Он видел, как она тянулась к нему. Вначале она сидела в углу на своем постоянном месте в кругу баб, а к концу подошла к столу и уставилась Кириллу в лицо… И Кирилл, рассказывая коммунарам, что будет на «Брусках» через два-три года, знал: глядя на него, Стешка любуется им так же, как он любовался ею, когда она от лодки шла в гору.
– Он у меня, Кирюша-то, – ответила Анчурке Кудеяровой Улька, – ночи не спит, все печется о всех: похудел, измаялся весь.
Кириллу хотя и приятна была эта похвала, но он все-таки посмотрел на Стешку, говоря ей взглядом: «Вот-де с какой дурой живу. Ну, ничего, с тобой-то заживем по-другому: ты-то уж не будешь дрыхнуть, когда у меня все разрывается».
Стешка поняла его. Когда все разбрелись и в конторе остался только Богданов, она подошла к Кириллу и, вся сияющая, глубоко вздохнула:
– Ну?
Он (странно это было) не захотел, чтобы о его чувстве к ней знал Богданов, насупился и ответил так же сухо, как и всегда:
– Что «ну»? «Все идет хорошо», – передай Степану Харитонычу.
Она ушла из конторы.

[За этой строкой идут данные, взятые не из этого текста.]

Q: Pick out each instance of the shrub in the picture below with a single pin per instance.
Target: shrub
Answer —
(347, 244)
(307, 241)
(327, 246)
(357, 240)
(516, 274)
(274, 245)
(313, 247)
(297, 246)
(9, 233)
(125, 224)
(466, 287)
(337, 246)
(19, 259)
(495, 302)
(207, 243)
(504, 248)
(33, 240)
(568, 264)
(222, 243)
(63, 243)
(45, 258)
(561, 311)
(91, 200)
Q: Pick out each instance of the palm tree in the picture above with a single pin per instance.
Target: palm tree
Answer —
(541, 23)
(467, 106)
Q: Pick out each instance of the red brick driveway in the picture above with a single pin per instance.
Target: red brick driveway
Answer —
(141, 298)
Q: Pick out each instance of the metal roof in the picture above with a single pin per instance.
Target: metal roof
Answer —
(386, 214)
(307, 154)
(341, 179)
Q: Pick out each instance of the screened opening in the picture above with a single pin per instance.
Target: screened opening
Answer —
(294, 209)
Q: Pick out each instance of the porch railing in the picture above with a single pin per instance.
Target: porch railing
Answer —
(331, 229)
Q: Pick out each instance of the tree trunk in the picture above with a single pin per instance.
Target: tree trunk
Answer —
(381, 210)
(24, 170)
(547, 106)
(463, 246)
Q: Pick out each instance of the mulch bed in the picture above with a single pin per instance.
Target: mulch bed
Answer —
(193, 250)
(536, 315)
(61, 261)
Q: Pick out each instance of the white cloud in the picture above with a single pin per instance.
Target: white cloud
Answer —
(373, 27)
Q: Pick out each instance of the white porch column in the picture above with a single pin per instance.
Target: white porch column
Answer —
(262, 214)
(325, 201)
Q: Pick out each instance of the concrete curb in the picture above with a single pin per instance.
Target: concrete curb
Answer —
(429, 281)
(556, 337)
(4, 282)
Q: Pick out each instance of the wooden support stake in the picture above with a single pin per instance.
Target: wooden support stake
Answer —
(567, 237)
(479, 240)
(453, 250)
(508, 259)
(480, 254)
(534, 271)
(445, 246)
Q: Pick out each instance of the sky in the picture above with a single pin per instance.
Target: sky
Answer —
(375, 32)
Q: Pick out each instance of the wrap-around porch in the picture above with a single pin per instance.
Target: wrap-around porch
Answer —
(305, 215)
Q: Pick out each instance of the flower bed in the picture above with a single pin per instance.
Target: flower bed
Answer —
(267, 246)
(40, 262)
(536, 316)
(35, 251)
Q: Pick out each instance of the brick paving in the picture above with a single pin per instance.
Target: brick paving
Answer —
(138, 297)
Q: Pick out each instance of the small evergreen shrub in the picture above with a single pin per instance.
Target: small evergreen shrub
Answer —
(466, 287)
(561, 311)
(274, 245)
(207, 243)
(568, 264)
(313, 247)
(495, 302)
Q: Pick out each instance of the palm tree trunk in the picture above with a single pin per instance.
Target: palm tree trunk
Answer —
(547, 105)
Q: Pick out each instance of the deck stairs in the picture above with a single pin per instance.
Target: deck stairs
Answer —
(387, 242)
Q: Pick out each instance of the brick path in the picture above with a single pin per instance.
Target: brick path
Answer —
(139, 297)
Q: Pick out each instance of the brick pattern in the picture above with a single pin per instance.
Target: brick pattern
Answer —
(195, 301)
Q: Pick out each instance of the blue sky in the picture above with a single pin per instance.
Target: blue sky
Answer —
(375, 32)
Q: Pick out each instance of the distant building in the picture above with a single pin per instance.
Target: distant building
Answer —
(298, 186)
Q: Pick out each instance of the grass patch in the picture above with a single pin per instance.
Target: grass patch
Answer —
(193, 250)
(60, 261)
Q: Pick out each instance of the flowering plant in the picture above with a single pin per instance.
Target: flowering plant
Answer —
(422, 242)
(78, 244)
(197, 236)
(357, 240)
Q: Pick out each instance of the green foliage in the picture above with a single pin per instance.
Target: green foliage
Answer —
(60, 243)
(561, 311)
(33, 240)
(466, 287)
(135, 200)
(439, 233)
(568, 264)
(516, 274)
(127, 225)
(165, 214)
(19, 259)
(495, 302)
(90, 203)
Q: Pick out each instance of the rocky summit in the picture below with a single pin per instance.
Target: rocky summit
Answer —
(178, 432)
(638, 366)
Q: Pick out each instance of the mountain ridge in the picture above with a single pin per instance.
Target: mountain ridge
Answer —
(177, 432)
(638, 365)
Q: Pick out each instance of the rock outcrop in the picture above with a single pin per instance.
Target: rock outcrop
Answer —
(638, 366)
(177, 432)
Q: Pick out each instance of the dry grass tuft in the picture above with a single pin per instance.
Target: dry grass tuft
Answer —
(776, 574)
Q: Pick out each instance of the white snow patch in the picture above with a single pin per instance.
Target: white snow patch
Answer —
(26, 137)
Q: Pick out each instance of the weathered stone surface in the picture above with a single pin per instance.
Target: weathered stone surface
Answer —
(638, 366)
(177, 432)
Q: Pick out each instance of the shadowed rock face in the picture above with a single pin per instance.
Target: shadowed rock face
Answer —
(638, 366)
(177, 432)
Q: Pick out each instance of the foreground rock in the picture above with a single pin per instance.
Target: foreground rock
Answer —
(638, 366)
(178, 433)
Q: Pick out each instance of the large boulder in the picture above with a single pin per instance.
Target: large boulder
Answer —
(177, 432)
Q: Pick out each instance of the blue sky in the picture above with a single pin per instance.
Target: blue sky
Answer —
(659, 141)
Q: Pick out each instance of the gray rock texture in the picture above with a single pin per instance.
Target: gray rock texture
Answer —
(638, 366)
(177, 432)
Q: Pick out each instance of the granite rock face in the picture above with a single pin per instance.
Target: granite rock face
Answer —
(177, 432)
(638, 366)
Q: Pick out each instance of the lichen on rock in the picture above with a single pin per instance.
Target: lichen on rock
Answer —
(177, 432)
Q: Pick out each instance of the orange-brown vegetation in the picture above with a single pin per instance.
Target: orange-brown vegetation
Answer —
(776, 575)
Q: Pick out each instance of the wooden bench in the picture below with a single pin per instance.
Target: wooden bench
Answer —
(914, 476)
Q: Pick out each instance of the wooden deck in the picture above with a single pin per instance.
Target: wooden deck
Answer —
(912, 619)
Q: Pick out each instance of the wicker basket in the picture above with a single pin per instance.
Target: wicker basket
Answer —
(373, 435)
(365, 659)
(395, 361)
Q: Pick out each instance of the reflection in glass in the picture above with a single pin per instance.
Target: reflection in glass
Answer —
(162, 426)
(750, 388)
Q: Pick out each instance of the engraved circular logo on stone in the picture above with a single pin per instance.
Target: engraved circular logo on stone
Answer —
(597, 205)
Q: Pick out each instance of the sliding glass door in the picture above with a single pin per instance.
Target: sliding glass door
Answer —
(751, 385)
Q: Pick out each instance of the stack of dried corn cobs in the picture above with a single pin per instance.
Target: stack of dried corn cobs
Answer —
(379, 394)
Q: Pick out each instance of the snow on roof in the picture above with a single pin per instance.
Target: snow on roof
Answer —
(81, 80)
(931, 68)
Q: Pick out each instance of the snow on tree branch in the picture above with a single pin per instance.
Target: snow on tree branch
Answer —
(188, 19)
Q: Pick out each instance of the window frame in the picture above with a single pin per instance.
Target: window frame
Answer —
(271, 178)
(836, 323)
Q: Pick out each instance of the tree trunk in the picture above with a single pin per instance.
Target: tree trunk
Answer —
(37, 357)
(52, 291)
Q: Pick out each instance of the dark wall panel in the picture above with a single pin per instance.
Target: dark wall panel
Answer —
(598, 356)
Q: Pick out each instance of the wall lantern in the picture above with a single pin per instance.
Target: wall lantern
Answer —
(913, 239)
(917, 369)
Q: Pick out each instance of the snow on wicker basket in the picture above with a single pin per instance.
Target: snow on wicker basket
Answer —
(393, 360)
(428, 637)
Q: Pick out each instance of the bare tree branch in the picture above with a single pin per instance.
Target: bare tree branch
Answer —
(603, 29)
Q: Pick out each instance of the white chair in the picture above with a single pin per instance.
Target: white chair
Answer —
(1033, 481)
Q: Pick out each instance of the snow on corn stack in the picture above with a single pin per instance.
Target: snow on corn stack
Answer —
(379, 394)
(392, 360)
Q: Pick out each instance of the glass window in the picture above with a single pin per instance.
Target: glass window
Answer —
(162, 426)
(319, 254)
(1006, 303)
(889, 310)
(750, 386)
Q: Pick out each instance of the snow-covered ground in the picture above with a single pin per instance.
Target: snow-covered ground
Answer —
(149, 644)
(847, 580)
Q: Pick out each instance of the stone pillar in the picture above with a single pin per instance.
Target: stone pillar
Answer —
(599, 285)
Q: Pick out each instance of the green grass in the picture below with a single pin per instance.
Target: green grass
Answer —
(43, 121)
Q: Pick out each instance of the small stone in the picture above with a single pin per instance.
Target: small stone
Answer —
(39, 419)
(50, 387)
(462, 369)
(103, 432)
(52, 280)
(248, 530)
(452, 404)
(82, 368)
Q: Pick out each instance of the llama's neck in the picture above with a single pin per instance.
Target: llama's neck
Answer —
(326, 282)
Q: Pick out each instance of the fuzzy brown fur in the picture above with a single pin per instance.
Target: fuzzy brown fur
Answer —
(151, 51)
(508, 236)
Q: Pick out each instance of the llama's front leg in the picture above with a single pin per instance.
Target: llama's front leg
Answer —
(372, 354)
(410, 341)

Ушла обиженная, согнутая, прибитая.
Кирилл всю ночь провалялся в постели, не закрывая глаз. Он ругал себя за малодушие, за боязнь и под конец решил, что как только займется день, – он пойдет к ней, расскажет, почему так грубо обошелся с ней. Утром он старательно вымыл лицо, уши, надел даже новую рубашку, хотел прицепить значок члена ЦИКа, но засмеялся, решив, что со значком да в новой рубашке он совсем становится похожим на деревенского жениха.
– Ты к обедне, что ль, наряжаешься? – пошутила Улька, обнимая его. – Куда это ты, красавчик?
– Сегодня из города шефы должны приехать… Шефы, – соврал он. «Фу, зачем это я вру?» – и отстранил Ульку. – Нет, ты меня не целуй: у меня, видно, грипп – голова болит… а он липкий, через слюну передается.
– А я тебя ночью целовала, – забеспокоилась Улька, вытирая губы.
– Не умрешь, – обрезал Кирилл. – Не умрешь, слава богу, крепка дубинушка, – крикнул он и вышел из комнаты.
Из парка он вернулся сутулый. В парке он узнал от Груши, что Стешка еще в ночь уехала в Алай, к Маше Сивашевой, и теперь ему не дождаться, когда Стеша посмотрит на него так же, как там, на дне лодки…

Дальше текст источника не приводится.